In occasione dell'anniversario della nascita del religioso, la celebrazione eucaristica si svolgerà stasera, alle 19, nella chiesa di San Domenico

0
229

«Oggi, 9 settembre, ricorre l’anniversario della nascita di don Giovanni Simonetti e noi preferiamo ricordarlo con la celebrazione di una Santa Messa alle ore 19 nella chiesa di San Domenico di Recanati». Con queste parole, la presidente dell’associazione nata in memoria del compianto sacerdote recanatese, Angela Galassi, intende ricordare questo «santo uomo, pregando e facendo pregare per lui».

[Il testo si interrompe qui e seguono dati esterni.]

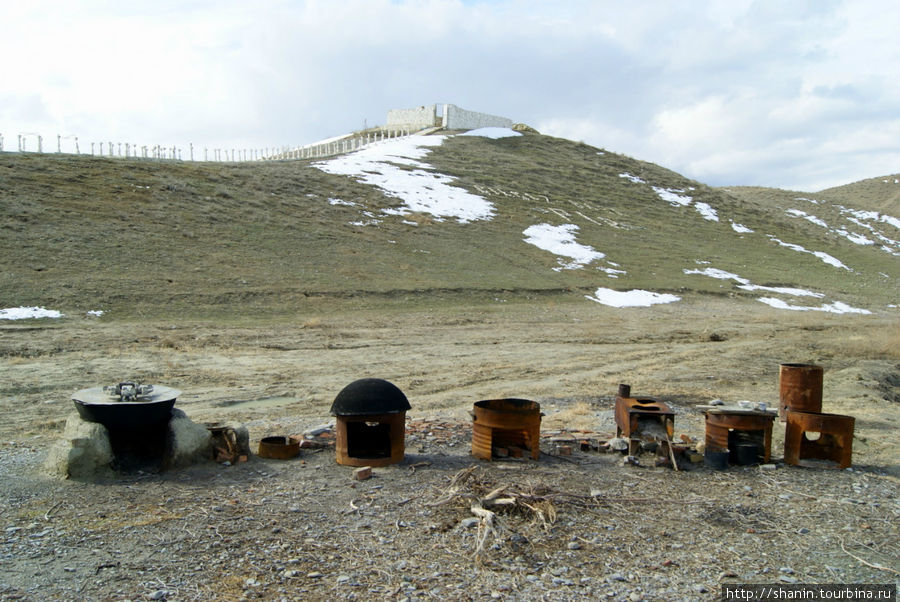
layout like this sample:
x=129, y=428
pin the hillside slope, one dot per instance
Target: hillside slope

Don Giovanni è stato indubbiamente un uomo di grande fede, di cultura, di pace, di giustizia e rispetto della dignità umana e l’Associazione che porta il suo nome fa oggi riferimento ad alcune sue considerazioni datate il 10 giugno 2014. La Grande guerra, spiega la Galassi, veniva definita dal religioso «la grande sofferenza»: un’affermazione «un po’ simile a quella del Papa d’allora, Benedetto XV, che chiamerà la guerra “l’inutile strage”».

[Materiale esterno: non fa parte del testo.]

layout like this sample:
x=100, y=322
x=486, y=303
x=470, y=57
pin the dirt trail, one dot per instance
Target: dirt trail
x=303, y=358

Don Giovanni scende nel dettaglio di questa “inutile strage”, annotando testualmente: «10 giugno 2014. Anniversario della dichiarazione della Seconda Guerra mondiale da parte del Regime. Si pronosticava con enfasi la vittoria e la breve durata. Due illusioni. La guerra si vince con la pace. Quando vince la guerra ci sono milioni di morti, distruzione di città, perdita della propria casa; esuli, prigionieri, feriti, invalidi, lapidi comuni, murature dei soldati caduti. Lacrime di madri, di padri, di spose vedove, figli orfani. La grande guerra, la grande sofferenza. Gli eroi sono uomini senza vita, distruttori di generazioni. L’abbiamo subita anche in casa, nella paura, nella fuga, nel nascondimento, nella sepoltura per timore di rapine delle cose più preziose della casa».

«Ieri – aggiunge la presidente – abbiamo vissuto a Loreto la grande festa della Natività di Maria e ci piace ricordare la grande devozione mariana del nostro don Giovanni. Alla Provvidenza chiediamo di poter avere una fede e una devozione per Maria, proprio come aveva don Giovanni».